Nothing is quite so wonderful, so luxurious, and so palate-pleasing as a well-aged cheese. As with wine, it takes time and proper care to mature a young cheese into the ultimate epicurean experience — but you don’t have to be a skilled affineur (the French term for a professional cheese ager) or have access to a high-tech aging room or traditional cheese cave to create superior aged cheeses at home!

The French call the process of aging cheese affinage, which at its core is simply the preservation of milk. Our forebears lacked both refrigeration and a year-round supply of fresh milk. Aged cheeses concentrate and preserve the nutrients in milk in a longer-lasting form. Different styles of aged cheeses evolved depending on the natural conditions — weather, microbes, and more — of the place the cheese was being made. We modern cheesemakers have the luxury of recreating the conditions fit to make the types of cheese we most enjoy, no matter what the outside climate is like.

My, How You’ve Changed

Aging changes a cheese. Fresh cheeses retain much of the character of the milk that made them — aged cheeses, on the other hand, have new depths of flavor and a wider range of textures.
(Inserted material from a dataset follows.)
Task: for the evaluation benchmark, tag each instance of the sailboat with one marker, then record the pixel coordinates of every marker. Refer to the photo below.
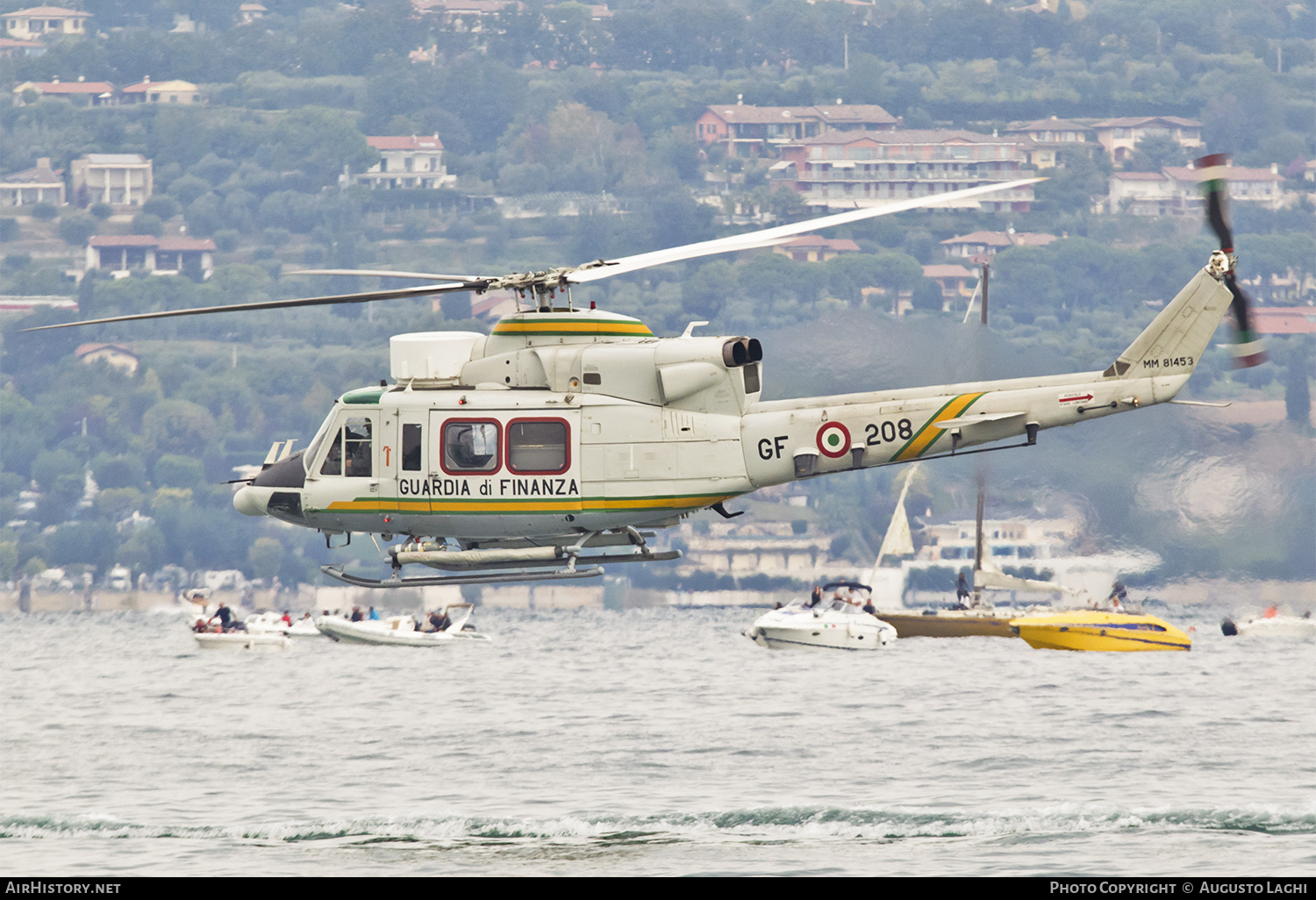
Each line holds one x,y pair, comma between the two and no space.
979,618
There are three basic approaches to making cheese: adding acid when the milk is hot, as for ricotta and paneer; adding bacteria that produce acid, as for fromage blanc and chèvre; and adding bacteria and coagulant, as for cheddar and gouda. The last category produces the most-complex cheese, and the only type with the potential to age. These cheeses have a low moisture content and a varied supply of enzymes provided by the culture bacteria; the milk; and rennet, the coagulant.